May Contain Blueberries

the sometimes journal of Jeremy Beker

[caption id=”” align=”alignright” width=”320” caption=”Traffic on the GSP by Ted Kerwin”][/caption]

In my very occasional series of posts where I give ideas for PhD thesis topics (see the all time hit the students are fighting over, Fractal dimension as measurement of quality) I give you another path to your doctorate. That is if you are in the Operations Research field. Sorry biologists.

I am sure we all have wondered at the situation where you are driving along the interstate and then all of a sudden there is a traffic buildup. You expect that there must be an accident or some event that is causing it, but then, just like it started, it suddenly clears up with no evidence of why it was there. A number of years ago, I remember coming across an article that showed that congestion behaved like a wave (where the height of the wave is the density of the cars). These waves can move through the stream of traffic and long outlive the original cause of their creation. I can’t find the original article, but there has been quite a lot of reasearch in the area. See Density waves in traffic flow for an example.

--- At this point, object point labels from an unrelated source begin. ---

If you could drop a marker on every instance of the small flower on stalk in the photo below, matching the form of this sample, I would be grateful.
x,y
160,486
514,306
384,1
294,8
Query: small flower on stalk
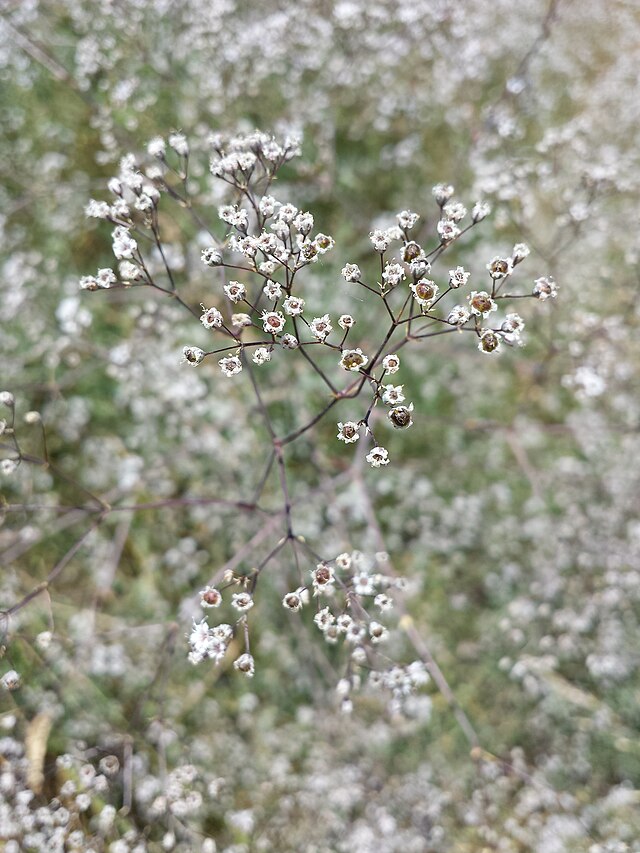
x,y
400,416
211,318
424,291
481,304
242,601
391,363
378,457
348,432
447,230
353,359
392,394
442,193
293,601
459,315
231,365
261,355
323,578
245,664
545,288
455,211
489,342
378,632
320,327
351,273
458,277
500,268
293,305
210,597
272,322
211,257
192,355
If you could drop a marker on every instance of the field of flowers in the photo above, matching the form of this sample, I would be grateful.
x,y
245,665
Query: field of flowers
x,y
319,426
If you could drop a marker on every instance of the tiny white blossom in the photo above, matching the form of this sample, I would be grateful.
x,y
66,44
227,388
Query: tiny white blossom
x,y
242,601
231,365
545,288
353,359
192,355
261,355
351,273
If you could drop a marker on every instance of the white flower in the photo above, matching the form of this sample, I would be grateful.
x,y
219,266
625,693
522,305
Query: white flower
x,y
459,315
320,327
10,680
353,359
391,363
272,322
242,601
245,664
351,273
458,277
380,240
211,256
261,355
393,274
545,288
292,601
383,602
346,321
454,211
240,320
211,318
124,245
272,289
293,305
235,291
348,432
392,394
424,291
231,365
156,147
481,209
481,304
400,416
192,355
442,193
324,619
378,457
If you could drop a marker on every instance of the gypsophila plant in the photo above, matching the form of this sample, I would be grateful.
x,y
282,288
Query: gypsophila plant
x,y
259,316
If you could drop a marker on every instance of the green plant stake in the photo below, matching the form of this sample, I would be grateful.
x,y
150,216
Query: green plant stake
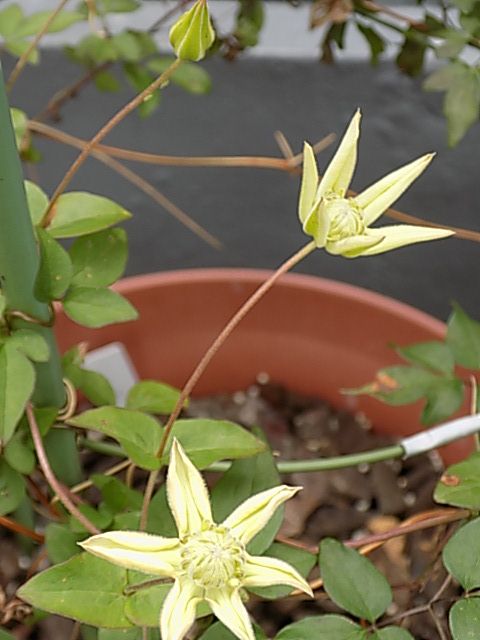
x,y
19,260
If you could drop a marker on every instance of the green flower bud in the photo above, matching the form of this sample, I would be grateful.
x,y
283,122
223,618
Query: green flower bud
x,y
192,35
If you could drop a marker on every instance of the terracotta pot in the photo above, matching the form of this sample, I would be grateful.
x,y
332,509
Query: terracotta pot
x,y
313,335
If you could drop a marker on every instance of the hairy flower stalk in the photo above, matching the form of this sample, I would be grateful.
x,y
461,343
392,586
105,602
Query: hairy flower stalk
x,y
341,224
208,561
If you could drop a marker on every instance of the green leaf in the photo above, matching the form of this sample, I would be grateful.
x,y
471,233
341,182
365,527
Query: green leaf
x,y
17,380
19,453
460,484
138,433
10,19
61,542
20,124
79,213
412,54
189,76
30,343
97,307
244,479
352,581
464,617
99,259
12,488
329,627
37,201
153,397
106,81
375,42
84,588
432,355
392,633
461,555
303,561
206,441
463,337
55,272
462,104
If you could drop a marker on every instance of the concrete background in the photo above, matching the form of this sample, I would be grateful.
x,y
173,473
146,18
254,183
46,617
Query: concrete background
x,y
253,212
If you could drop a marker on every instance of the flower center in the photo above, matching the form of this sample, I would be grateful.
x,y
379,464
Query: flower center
x,y
345,217
213,558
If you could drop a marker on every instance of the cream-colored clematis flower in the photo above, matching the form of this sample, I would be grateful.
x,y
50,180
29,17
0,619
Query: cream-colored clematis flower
x,y
341,224
208,561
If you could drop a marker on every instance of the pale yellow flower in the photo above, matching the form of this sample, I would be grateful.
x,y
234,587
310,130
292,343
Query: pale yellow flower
x,y
208,561
341,224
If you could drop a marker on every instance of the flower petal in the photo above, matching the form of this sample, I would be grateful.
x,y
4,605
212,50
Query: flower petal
x,y
262,571
338,175
253,514
309,183
136,550
400,235
186,492
179,610
353,246
377,198
227,605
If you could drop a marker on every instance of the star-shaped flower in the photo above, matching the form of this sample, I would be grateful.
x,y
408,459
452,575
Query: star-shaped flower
x,y
341,224
208,561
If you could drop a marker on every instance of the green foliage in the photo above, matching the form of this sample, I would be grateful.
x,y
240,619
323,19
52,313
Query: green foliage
x,y
464,617
352,581
17,379
461,553
97,307
460,484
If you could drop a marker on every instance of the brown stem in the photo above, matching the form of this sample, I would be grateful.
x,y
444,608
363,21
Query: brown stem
x,y
50,476
16,527
22,61
100,135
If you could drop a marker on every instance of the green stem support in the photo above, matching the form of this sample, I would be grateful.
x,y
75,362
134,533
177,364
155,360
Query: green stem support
x,y
19,259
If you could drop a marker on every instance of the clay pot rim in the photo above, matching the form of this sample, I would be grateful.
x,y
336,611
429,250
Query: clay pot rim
x,y
334,288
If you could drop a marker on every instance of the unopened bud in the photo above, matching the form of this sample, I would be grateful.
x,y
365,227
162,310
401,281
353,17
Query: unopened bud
x,y
192,35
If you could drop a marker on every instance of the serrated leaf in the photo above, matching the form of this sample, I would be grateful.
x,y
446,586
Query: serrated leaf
x,y
244,479
432,355
19,453
460,484
84,588
37,201
61,542
352,581
138,433
99,259
12,488
97,307
17,380
79,213
30,343
328,627
206,441
153,397
464,619
301,560
55,272
461,555
463,337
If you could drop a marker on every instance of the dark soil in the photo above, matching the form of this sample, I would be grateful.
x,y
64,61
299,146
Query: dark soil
x,y
347,504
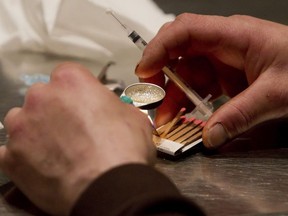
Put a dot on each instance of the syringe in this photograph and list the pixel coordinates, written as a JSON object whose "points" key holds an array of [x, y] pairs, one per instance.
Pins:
{"points": [[202, 105]]}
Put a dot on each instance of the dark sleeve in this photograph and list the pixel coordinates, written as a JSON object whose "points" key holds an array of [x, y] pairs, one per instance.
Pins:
{"points": [[133, 189]]}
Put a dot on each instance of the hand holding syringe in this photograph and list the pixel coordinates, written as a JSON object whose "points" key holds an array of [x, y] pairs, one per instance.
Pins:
{"points": [[201, 105]]}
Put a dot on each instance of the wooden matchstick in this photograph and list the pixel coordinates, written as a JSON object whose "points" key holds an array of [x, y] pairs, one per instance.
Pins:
{"points": [[192, 132], [173, 122]]}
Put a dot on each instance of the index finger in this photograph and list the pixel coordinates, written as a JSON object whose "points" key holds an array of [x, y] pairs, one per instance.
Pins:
{"points": [[224, 38]]}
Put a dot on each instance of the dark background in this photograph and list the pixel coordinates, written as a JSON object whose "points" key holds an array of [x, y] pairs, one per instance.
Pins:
{"points": [[274, 10]]}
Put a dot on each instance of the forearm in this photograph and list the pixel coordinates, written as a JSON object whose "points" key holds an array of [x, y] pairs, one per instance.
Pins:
{"points": [[133, 189]]}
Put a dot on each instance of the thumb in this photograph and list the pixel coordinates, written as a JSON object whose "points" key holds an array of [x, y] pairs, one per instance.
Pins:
{"points": [[260, 102], [3, 153]]}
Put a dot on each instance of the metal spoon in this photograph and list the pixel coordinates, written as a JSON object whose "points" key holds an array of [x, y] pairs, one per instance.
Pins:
{"points": [[145, 95]]}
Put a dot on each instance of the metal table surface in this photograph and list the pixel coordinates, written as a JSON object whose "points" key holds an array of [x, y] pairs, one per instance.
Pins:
{"points": [[249, 179]]}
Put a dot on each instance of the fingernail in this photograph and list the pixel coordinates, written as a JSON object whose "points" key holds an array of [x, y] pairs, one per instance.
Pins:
{"points": [[217, 135]]}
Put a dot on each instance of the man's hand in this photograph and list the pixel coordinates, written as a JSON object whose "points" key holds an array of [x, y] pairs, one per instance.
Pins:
{"points": [[240, 56], [67, 133]]}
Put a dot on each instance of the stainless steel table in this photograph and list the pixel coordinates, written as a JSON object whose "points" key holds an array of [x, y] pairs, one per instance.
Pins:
{"points": [[249, 179]]}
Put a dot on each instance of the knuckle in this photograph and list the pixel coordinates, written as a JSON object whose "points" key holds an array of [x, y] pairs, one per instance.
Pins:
{"points": [[34, 95]]}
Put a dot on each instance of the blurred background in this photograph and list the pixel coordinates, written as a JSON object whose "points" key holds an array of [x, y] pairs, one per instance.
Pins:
{"points": [[266, 9]]}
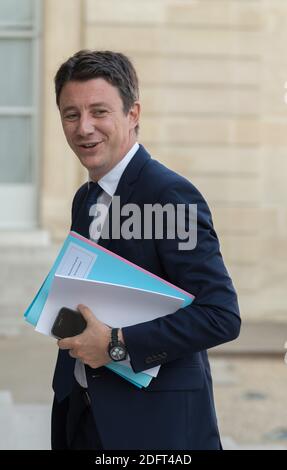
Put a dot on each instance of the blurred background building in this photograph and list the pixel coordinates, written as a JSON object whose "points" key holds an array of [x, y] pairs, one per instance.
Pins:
{"points": [[212, 79]]}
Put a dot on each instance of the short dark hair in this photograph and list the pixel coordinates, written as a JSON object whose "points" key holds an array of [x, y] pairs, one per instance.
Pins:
{"points": [[114, 67]]}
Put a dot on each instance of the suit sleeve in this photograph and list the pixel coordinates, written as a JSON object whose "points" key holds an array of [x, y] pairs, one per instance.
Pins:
{"points": [[213, 317]]}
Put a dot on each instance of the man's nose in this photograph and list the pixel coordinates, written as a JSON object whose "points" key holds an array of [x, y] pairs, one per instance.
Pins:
{"points": [[85, 126]]}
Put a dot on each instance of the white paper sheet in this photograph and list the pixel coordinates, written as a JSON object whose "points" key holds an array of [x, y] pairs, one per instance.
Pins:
{"points": [[115, 305]]}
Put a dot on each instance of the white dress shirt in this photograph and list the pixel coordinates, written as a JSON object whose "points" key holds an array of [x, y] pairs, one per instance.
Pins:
{"points": [[109, 184]]}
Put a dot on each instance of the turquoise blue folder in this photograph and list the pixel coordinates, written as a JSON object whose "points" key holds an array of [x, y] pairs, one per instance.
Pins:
{"points": [[108, 267]]}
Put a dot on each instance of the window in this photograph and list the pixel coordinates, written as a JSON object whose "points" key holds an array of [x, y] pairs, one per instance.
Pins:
{"points": [[19, 116]]}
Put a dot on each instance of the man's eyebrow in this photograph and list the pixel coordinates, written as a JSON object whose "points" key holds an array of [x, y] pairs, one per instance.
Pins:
{"points": [[100, 104], [69, 108]]}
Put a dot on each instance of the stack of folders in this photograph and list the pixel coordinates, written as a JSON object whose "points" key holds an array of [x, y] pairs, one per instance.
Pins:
{"points": [[118, 292]]}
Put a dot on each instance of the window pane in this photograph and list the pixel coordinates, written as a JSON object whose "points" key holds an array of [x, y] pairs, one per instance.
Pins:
{"points": [[16, 11], [16, 76], [15, 150]]}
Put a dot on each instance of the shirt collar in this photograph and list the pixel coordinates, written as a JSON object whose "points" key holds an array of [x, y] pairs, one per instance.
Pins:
{"points": [[110, 181]]}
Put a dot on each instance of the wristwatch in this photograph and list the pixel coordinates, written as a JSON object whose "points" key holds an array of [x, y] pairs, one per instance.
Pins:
{"points": [[117, 350]]}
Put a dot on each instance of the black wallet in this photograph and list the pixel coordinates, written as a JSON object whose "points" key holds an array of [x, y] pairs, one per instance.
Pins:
{"points": [[68, 323]]}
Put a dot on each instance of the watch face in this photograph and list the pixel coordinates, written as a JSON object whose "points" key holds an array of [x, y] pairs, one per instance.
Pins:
{"points": [[117, 353]]}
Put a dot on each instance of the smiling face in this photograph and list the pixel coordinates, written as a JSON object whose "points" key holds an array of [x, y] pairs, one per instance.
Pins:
{"points": [[95, 125]]}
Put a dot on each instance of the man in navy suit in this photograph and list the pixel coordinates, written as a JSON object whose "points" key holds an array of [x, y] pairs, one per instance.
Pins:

This morning’s drive into work posed another question in a related light. As I pulled up to the light at the entrance to 199, I had a James City County Police officer in front of me. As we entered the highway, there were not nearly enough cars to prevent free flowing traffic, but we instead stayed all bunched up. Unlike non-law enforcement vehicles, which people are happy to move around and pass to spread out on the road, a police car introduces certain mental restrictions which prevent people from behaving how they naturally would. We are uncomfortable passing a police officer or driving very much faster at all even if we are past the point in the road where the police car is located. This results in a “blob” of traffic that is all stuck together that would not exist otherwise.

So, my topic for a budding Operations Research student is this. How do you model a traffic scenario where certain vehicles introduce more stringent constraints on the vehicles around them that are not purely limited to their physical place on the road?

Go on, you can thank me later.

Update: There is a good comment thread starting over at Hacker News here talking about how this could be used in traffic management. Interesting.